Local news media throughout the region carried almost daily stories on the crisis, effectively providing what is an awful lot of free advertising for Market Basket and its business model. You’d have to be living in a cave not to have heard it’s a more desirable place to shop.
Additionally, Market Basket uses many local suppliers, most of which are now struggling to sell their produce to other customers before it spoils. Yet many of these chains have their purchasing functions elsewhere and aren’t taking advantage of this sudden availability of produce and other merchandise to fill the sudden uptake in demand. If they did, they might actually be able to be competitive with Market Basket.
What do you think is going to happen to those competitors if Market Basket recovers? They certainly won’t retain the Market Basket customers, and they’ll lose an awful lot of their own. Unfortunately, many competitors will never understand or admit to themselves the cause was their taking advantage of the situation. They will pay dearly for their short-term windfalls.

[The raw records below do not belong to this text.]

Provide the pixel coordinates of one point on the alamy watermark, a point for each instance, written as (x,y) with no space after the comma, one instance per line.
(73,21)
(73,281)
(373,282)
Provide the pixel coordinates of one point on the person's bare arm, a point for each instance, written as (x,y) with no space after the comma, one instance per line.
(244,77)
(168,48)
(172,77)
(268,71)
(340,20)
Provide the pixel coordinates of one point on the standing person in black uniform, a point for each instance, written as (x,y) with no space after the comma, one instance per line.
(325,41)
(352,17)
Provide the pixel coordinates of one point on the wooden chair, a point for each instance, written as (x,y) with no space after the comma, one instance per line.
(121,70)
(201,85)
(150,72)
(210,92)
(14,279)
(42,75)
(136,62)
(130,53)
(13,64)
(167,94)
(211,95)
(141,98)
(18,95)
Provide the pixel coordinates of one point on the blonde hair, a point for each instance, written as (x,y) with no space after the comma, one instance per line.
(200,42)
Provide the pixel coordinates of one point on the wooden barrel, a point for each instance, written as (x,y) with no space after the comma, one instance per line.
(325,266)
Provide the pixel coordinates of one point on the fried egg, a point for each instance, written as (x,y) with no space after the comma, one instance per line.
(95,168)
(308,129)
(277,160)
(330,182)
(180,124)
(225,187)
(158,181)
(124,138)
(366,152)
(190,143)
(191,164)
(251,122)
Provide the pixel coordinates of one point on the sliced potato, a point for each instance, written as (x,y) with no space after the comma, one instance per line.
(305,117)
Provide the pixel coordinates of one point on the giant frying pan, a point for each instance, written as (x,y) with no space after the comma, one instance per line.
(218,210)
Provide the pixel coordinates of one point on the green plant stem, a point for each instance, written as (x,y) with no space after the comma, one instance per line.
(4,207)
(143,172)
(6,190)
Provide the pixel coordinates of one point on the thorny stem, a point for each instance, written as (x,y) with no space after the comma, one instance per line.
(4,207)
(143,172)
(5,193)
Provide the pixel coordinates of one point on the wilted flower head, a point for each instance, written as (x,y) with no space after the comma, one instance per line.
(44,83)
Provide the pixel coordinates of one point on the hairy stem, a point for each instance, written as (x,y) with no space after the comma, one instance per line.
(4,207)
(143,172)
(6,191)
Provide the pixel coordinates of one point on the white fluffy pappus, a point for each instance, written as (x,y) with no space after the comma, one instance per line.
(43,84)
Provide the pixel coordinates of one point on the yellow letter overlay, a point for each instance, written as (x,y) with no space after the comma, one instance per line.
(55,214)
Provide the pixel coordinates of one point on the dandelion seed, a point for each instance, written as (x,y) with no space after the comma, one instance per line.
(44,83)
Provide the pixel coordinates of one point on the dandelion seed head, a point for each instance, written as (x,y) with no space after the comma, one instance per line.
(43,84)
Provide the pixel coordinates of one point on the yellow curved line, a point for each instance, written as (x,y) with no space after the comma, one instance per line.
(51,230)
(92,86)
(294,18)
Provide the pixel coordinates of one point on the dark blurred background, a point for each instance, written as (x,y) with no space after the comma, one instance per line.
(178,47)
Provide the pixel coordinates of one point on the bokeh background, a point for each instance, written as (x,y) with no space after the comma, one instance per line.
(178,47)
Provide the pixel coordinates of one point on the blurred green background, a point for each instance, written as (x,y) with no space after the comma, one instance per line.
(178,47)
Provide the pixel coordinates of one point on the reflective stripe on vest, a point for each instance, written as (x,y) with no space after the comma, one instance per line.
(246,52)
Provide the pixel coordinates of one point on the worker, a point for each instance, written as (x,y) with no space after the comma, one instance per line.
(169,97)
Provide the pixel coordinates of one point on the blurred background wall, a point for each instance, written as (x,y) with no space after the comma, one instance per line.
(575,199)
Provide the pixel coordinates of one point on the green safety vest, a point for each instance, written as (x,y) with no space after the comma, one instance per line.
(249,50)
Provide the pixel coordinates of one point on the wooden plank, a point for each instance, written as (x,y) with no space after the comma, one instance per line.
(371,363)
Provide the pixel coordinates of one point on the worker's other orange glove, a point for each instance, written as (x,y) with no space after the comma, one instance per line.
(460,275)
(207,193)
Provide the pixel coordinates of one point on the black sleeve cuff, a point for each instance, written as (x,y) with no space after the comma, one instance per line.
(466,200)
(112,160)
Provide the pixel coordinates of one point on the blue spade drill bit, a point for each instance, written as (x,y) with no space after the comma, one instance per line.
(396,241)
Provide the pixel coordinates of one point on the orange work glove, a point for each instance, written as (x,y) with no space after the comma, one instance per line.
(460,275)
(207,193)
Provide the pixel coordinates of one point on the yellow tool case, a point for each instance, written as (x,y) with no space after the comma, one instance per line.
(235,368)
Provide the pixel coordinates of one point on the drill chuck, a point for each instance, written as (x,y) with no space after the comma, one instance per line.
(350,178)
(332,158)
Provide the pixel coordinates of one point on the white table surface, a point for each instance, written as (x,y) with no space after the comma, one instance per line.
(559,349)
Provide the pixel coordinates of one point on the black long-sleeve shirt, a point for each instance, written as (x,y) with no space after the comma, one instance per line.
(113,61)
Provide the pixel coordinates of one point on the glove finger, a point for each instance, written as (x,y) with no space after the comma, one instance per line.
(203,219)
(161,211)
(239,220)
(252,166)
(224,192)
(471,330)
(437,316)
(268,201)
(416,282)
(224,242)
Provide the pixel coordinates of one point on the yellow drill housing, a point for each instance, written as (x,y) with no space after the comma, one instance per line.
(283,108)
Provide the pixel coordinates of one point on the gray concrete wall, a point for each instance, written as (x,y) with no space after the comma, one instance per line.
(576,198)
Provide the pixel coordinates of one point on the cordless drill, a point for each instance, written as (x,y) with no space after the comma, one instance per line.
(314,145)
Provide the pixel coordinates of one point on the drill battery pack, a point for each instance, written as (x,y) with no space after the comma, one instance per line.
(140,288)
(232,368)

What’s really discouraging is that each of these chains was originally founded and built by people who understood how to satisfy customers and build a business. Now they seem to be run by people who just don’t have a clue. They seem to have the malaise that afflicted Market Basket the last few months.
Uglier every day
Even so, now that a deal has been reached, Market Basket may have a lot of debt with which to contend. If so, it will squeeze profit margins, perhaps making their famously low prices a thing of the past. Employee bonuses may be dramatically affected as well. These months of not making money have to be accommodated in some way. It’s not a pretty picture and it got uglier every day.
An employee stock ownership plan could be a solution, but it would require Market Basket to relinquish the benefits of private ownership. Even so, the employees have demonstrated their loyalty far beyond what anyone would have thought possible. Giving them an ownership stake could raise much-needed cash while also being considered an employee benefit. It could ease the pain of the lower bonuses they might have to accept for a while and be the most expeditious way to retire that debt.

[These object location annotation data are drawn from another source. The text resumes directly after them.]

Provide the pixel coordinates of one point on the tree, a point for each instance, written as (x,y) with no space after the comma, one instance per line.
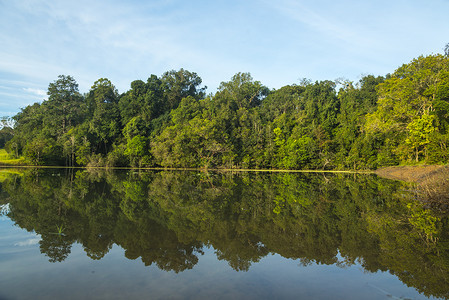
(407,100)
(181,84)
(104,123)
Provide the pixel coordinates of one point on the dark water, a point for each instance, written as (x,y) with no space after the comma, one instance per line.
(67,234)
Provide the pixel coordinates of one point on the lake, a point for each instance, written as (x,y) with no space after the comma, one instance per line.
(93,234)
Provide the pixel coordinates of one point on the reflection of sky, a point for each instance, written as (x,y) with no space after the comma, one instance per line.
(25,273)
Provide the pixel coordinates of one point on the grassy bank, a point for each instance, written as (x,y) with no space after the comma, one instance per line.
(431,181)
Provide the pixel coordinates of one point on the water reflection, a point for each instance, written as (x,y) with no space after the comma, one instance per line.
(167,218)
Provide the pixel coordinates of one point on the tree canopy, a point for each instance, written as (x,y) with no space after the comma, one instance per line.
(168,121)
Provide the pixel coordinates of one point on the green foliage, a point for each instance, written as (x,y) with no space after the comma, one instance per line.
(167,121)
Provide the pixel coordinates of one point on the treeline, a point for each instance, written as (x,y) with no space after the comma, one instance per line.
(169,121)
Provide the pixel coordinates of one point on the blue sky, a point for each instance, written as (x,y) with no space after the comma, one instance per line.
(279,42)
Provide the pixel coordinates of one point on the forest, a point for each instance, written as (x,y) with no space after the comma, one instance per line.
(169,121)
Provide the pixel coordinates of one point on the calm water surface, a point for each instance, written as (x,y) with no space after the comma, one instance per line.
(67,234)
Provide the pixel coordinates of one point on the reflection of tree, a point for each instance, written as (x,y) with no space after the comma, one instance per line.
(166,218)
(56,247)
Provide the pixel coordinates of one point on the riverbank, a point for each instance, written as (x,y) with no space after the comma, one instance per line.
(431,181)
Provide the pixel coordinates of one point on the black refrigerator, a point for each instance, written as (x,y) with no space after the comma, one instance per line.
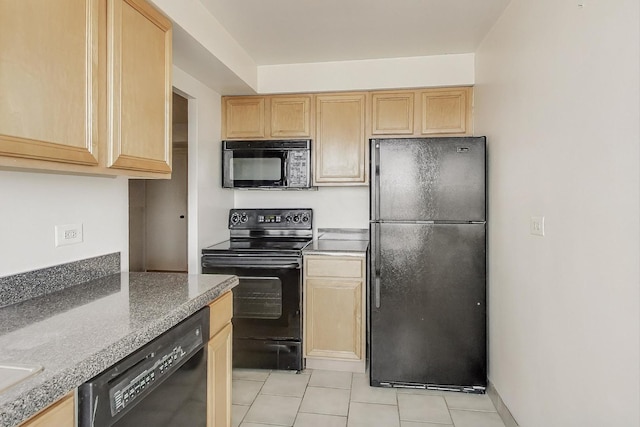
(427,270)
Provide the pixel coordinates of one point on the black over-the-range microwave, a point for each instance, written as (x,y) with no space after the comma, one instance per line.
(266,164)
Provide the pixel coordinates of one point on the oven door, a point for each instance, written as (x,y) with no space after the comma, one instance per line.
(254,168)
(267,321)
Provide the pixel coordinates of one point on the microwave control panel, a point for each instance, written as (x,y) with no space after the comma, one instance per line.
(298,169)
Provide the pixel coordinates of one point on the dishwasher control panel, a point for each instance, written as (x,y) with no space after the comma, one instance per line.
(119,392)
(126,391)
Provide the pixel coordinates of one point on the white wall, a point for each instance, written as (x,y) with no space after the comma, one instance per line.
(557,96)
(208,203)
(333,207)
(424,71)
(34,203)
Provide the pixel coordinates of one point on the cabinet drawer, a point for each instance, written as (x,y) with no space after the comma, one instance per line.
(334,267)
(221,313)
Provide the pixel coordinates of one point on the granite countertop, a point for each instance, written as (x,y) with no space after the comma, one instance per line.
(339,241)
(78,332)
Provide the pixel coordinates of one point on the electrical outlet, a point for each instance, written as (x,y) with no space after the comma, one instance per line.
(536,226)
(68,234)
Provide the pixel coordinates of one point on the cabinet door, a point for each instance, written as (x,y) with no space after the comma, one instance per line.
(58,414)
(392,113)
(219,379)
(340,146)
(333,318)
(139,87)
(446,111)
(49,80)
(290,116)
(243,117)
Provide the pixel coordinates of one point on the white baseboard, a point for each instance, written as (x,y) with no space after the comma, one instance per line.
(502,409)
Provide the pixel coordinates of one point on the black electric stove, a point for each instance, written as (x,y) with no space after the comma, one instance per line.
(265,252)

I feel sorry for the co-CEOs. Why were there two when everyone else has one? How will they ever get new jobs? Presiding over the demise of a 71-store chain is not the sort of thing anyone wants to put on their resumes.

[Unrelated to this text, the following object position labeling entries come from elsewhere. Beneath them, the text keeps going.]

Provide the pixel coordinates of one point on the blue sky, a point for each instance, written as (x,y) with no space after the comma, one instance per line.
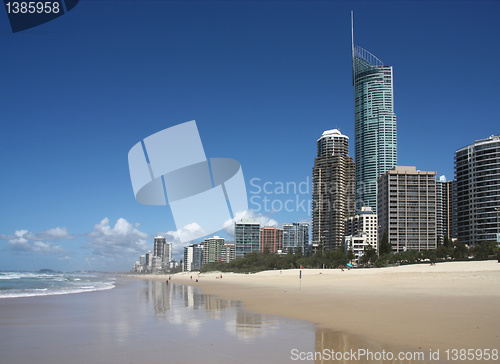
(262,79)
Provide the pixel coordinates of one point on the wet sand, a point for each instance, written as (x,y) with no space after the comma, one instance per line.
(144,322)
(443,306)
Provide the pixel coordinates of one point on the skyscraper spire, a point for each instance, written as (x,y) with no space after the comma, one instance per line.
(375,122)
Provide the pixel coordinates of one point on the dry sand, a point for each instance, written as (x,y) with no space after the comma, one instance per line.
(447,305)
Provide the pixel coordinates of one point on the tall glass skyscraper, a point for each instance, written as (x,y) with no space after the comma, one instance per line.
(375,123)
(477,180)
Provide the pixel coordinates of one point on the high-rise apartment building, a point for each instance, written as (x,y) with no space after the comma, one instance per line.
(444,209)
(271,239)
(227,252)
(333,189)
(246,237)
(159,247)
(477,179)
(213,248)
(296,237)
(193,257)
(375,123)
(364,224)
(217,250)
(407,208)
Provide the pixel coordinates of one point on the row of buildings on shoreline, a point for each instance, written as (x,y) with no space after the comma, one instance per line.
(356,201)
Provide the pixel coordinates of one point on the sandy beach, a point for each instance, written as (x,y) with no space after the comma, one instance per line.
(443,306)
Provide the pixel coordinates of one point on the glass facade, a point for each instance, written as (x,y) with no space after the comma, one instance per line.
(295,237)
(477,179)
(375,124)
(246,237)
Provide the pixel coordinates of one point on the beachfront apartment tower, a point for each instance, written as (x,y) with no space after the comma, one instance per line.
(271,239)
(333,189)
(444,209)
(477,179)
(246,237)
(407,208)
(374,123)
(364,224)
(213,249)
(296,237)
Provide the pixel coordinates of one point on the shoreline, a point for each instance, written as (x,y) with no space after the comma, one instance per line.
(443,306)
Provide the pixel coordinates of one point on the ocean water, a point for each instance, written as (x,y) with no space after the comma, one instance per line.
(30,284)
(156,322)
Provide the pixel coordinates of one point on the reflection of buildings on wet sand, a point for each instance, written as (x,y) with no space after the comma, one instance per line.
(331,343)
(176,303)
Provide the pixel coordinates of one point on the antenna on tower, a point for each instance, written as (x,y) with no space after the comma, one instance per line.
(352,44)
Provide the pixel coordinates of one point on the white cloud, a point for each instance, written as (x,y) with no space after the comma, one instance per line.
(189,233)
(56,233)
(25,241)
(122,241)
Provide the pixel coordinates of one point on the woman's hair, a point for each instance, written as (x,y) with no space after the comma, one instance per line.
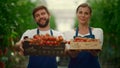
(39,8)
(84,5)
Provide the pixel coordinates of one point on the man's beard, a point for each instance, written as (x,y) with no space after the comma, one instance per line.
(43,25)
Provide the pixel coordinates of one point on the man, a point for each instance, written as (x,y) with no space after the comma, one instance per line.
(41,16)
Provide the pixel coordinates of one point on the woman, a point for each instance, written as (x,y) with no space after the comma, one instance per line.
(84,59)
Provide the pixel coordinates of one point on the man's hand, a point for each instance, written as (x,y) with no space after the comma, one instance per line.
(18,47)
(72,53)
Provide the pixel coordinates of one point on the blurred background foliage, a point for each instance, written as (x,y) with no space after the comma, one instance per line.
(16,17)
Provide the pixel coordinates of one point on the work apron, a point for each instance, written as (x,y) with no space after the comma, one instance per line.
(84,59)
(42,61)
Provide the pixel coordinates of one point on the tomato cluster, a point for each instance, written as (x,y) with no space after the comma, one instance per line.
(43,40)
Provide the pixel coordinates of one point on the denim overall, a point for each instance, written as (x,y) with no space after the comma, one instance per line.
(84,59)
(42,61)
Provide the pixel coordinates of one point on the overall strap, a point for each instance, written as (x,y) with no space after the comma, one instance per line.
(51,32)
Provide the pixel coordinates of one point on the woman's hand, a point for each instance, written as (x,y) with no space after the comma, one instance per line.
(94,52)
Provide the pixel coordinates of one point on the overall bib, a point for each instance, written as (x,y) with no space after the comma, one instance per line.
(42,61)
(84,59)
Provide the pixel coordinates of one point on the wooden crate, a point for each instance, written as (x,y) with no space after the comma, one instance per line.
(55,50)
(95,45)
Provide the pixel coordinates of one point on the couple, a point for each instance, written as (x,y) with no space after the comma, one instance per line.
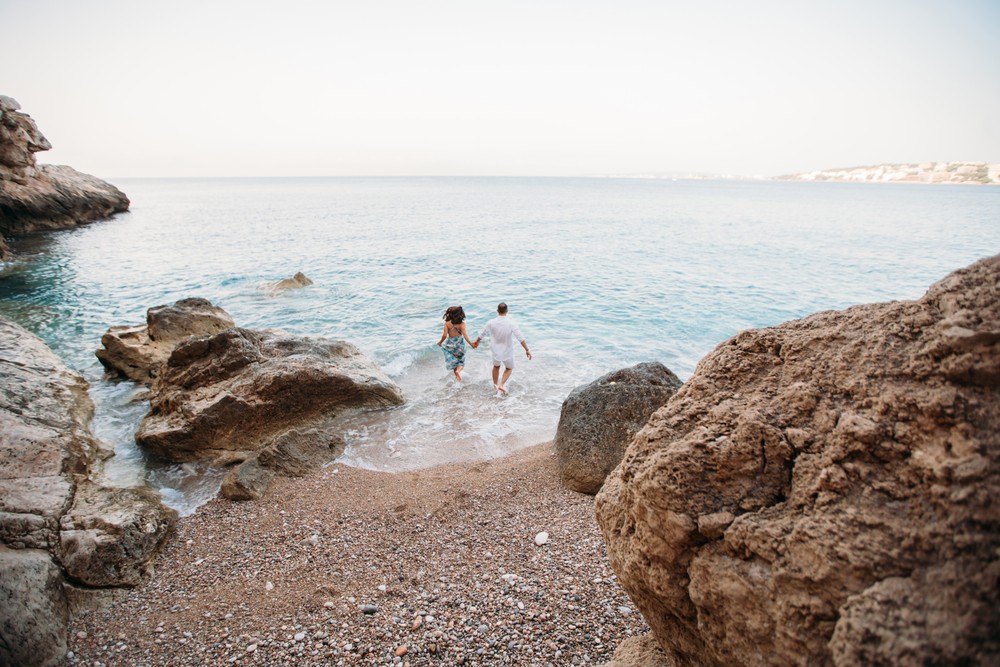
(501,330)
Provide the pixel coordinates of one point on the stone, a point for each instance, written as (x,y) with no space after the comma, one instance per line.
(297,281)
(639,651)
(599,419)
(56,524)
(246,481)
(34,197)
(45,439)
(34,612)
(226,397)
(858,453)
(111,535)
(137,352)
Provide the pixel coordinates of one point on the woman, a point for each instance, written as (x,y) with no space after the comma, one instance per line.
(453,340)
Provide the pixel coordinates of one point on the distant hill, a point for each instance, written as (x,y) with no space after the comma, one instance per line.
(978,173)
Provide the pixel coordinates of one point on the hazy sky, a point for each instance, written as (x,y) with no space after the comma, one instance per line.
(535,87)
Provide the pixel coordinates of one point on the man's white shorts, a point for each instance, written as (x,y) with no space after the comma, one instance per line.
(508,363)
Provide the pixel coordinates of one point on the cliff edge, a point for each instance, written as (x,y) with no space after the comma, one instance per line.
(824,491)
(41,197)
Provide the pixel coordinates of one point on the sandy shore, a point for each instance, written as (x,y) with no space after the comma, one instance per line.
(353,567)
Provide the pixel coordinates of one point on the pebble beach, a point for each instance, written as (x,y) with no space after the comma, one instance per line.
(482,563)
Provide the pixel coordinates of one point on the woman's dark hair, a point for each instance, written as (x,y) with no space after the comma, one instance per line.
(455,315)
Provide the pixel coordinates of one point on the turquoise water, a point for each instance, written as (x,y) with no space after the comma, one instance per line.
(600,274)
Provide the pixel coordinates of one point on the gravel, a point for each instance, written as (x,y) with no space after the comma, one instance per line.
(354,567)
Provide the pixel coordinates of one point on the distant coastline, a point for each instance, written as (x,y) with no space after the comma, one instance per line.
(946,173)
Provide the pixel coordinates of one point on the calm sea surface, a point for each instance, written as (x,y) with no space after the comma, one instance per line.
(600,274)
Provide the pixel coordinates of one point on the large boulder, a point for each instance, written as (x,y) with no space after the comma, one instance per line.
(34,197)
(227,397)
(824,491)
(57,526)
(599,419)
(34,609)
(137,352)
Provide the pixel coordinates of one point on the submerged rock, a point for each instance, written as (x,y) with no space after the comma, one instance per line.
(137,352)
(44,197)
(226,398)
(297,281)
(599,419)
(824,491)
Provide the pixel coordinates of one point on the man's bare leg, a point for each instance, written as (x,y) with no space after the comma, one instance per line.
(506,376)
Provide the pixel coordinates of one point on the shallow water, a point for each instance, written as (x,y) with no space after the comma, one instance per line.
(600,273)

Felicia Thornton and James Gooch may have had no idea what they were walking into, but that would get little consideration from potential employers. They may not even have had any latitude running the company, getting all their direction from the board.
It’s hard to imagine how there could be any winners (besides the lawyers) in this game.
Your company may not be family-owned or feuding, but how many of the behaviors described above sound familiar? Customers, employees and suppliers do not seem to matter to the folks calling the shots at Market Basket right now. Blatantly ignoring these caused a gigantic drop in their revenues, often estimated at 95 percent.
It’s hard keeping all stakeholders in mind when making decisions, but we ignore them at our peril.